BPA-OTU loads input data to generate a PostgreSQL schema named otu. The importer functionality completely erases all previously loaded data.

Three categories of file are ingested:

Note that /data/dev is a mount point in a Docker container. See ./docker-compose.yml

By default the contextual metadata will be downloaded during the ingest operation, or it can be provided as either a sqlite database or an Excel spreadsheet

./data/dev/amd-metadata/amd-samplecontextual/*.db # sqlite database
./data/dev/amd-metadata/amd-samplecontextual/*.xlsx # Excel spreadsheet

See "Additional arguments" below for more context on these.

Abundance and taxonomy files must be placed under a base directory for the particular ingest $dir, which is under the mount point for the Docker container, structured as follows:

./data/dev/$dir/$amplicon_code/*.txt.gz
./data/dev/$dir/$amplicon_code/*.$classifier_db.$classifier_method.taxonomy.gz

$classifier_db and $classifier_method describe the database and method used to generate a given taxonomy. They can be arbitrary strings.

The ingest is then run as a Django management command.

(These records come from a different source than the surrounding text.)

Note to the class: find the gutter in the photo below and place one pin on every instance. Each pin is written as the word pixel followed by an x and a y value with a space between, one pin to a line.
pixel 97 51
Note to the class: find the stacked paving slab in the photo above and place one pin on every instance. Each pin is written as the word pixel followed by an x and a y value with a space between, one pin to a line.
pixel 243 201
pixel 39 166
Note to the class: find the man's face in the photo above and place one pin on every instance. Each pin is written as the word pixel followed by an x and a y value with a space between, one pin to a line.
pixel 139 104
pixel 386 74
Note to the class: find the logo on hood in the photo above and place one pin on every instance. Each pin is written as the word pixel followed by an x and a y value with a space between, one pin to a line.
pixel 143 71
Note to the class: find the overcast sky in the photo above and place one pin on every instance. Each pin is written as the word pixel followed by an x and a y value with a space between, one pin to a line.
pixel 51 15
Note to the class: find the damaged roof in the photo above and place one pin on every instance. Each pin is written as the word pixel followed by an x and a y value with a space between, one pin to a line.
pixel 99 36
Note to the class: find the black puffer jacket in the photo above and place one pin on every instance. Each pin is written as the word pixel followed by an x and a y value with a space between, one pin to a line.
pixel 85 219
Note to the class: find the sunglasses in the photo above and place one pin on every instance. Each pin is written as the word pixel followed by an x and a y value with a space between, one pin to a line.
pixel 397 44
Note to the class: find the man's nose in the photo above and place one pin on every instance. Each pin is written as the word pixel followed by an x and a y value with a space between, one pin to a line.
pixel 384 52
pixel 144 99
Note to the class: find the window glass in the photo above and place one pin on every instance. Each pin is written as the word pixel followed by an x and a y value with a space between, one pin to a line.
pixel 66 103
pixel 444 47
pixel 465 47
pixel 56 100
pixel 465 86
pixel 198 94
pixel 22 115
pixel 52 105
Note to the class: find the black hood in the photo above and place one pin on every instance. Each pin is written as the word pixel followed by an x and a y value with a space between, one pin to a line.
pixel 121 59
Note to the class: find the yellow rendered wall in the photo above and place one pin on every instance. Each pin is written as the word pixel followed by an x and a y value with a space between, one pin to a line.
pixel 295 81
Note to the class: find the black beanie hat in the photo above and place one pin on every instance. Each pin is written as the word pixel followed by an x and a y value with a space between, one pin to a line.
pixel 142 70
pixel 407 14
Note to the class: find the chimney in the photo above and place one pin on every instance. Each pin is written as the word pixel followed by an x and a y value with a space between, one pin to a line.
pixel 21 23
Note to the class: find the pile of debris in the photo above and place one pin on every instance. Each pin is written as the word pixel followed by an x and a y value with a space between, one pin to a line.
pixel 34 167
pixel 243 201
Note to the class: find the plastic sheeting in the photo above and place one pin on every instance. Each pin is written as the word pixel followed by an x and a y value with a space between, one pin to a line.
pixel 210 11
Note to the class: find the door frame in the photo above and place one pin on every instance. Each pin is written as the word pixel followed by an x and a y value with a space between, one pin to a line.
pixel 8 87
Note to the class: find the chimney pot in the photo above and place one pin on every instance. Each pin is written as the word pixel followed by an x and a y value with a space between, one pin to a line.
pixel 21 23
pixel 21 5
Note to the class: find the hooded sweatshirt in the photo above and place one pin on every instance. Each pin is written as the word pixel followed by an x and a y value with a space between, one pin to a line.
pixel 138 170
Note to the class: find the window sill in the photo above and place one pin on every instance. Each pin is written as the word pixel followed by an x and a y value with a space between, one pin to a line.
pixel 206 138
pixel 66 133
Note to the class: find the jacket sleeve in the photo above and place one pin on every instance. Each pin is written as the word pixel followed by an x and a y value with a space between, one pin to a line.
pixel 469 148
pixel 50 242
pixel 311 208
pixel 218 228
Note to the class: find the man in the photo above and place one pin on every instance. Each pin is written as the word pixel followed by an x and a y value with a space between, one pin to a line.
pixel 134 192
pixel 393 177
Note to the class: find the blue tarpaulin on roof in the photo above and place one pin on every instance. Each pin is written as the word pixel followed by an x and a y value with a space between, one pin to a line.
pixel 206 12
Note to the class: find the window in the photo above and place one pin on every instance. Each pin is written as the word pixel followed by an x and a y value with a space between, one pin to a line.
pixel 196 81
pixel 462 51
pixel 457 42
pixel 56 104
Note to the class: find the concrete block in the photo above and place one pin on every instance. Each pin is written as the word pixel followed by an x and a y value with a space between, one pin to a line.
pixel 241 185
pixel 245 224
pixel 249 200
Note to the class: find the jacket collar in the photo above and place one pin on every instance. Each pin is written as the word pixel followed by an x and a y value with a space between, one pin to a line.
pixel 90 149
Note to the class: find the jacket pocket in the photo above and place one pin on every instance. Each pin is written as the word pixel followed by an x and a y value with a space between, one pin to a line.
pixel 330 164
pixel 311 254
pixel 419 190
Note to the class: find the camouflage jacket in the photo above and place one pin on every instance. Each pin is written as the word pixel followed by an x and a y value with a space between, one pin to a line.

To run this you will need to shell into the runserver container

cd ~/bpaotu # or wherever docker-compose.yml lives
# either this
docker-compose exec runserver bash
# or this
docker exec -it bpaotu_runserver_1 bash

## Either ingest using local sqlite db file for contextual metadata...
root@05abc9e1ecb2:~# /app/docker-entrypoint.sh django-admin otu_ingest $dir $yyyy_mm_dd --use-sql-context --no-force-fetch

## or download contextual metadata and use that:
root@420c1d1e9fe4:~# /app/docker-entrypoint.sh django-admin otu_ingest $dir $yyyy_mm_dd

If docker-compose exec runserver bash does not work, then find the id of the container with docker container ls (the system will need to be running for this to work, i.e. with docker-compose up) and then run docker exec -it 2361ab2339af bash (name will be different for the reader)

$dir is the base directory for the abundance and taxonomy files.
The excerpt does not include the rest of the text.